The following construct(s) refer to this construct:
tf:stem(string $searchString) => unspecified
The function tf:stem
is specific to Tamino. It takes a
search string as argument and returns all strings that share the same stem as
the search string. It can only be used within the scope of the following
functions:
tf:containsAdjacentText
tf:containsNearText
tf:containsText
tf:createAdjacentTextReference
tf:createNearTextReference
tf:createTextReference
Determining the word tokens that have the same word stem as the search string requires language-specific information.
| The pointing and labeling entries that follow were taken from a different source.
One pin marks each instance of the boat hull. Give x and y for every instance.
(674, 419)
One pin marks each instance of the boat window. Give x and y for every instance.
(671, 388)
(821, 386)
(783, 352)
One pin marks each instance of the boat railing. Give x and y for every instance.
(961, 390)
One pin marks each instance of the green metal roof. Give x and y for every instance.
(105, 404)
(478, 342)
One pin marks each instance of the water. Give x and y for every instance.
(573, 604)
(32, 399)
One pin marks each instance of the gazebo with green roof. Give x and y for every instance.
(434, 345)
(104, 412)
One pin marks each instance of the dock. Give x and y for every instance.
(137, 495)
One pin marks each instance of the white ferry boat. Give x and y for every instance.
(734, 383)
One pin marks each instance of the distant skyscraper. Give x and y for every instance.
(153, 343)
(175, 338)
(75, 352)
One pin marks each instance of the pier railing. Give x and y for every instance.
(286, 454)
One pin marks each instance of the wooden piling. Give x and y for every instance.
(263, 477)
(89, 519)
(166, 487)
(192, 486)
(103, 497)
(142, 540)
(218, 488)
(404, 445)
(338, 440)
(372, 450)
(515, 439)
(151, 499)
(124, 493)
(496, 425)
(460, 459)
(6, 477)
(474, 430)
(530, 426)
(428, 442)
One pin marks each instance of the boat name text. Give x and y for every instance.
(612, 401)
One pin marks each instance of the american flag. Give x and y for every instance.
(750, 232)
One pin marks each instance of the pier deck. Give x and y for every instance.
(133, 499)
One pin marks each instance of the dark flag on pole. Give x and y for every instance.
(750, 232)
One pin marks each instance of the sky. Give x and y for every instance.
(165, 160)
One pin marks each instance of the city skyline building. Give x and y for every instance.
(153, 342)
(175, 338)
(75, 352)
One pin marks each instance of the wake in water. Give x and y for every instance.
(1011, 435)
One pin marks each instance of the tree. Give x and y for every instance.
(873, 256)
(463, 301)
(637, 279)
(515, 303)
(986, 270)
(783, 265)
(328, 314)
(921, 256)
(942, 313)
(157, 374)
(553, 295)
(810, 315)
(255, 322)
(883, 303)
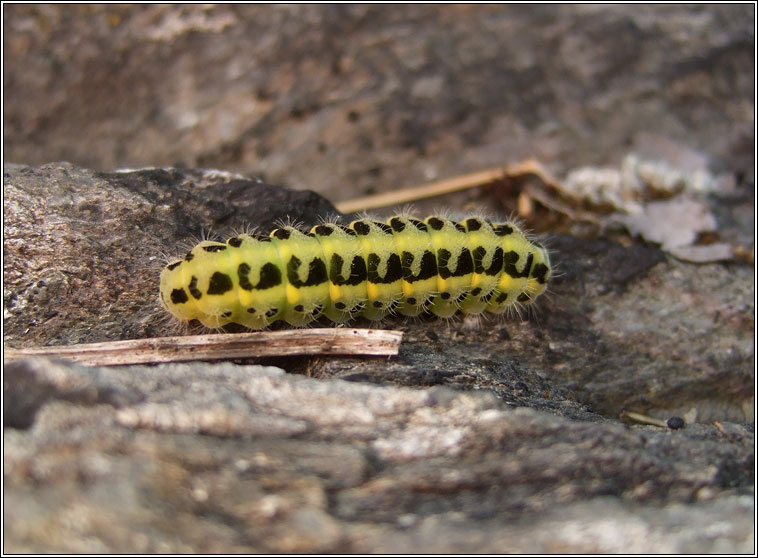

Currently, the pre-defined stemming information is only suitable for German.
Notes:
$searchString |
a string value |
---|
In the paragraphs of some chapter, retrieve all occurrences of the German word "Bank" in the sense of a bank dealing with money:
let $text := <chapter> <para>Die Bank eröffnete drei neue Filialen im Verlauf der letzten fünf Jahre.</para> <para>Ermüdet von dem Spaziergang setzte sich die alte Dame erleichtert auf die gepflegt wirkende Bank mitten im Stadtpark.</para> <para>Die aktuelle Bilanz der Bank zeigt einen Anstieg der liquiden Mittel im Vergleich zum Vorjahresquartal.</para> </chapter> for $a in $text//para let $check := for $value in ("Geld", "Bilanz", "Filiale", "monetär", "Aktie") return tf:containsNearText($a, 10, tf:stem($value), tf:stem("Bank")) where count($check[. eq true()]) > 0 return $a
A sequence creates a word family that is valid for one of two readings
of the German word "bank". For each of these related
words it is checked whether the current paragraph contains an inflected form
that is no longer than ten unmatched word tokens apart from an inflected form
of the word "bank". The second let
clause returns a sequence of five Boolean values. If at least one of them is
true—expressed by the where
clause—the corresponding
para
element is returned as part of the result.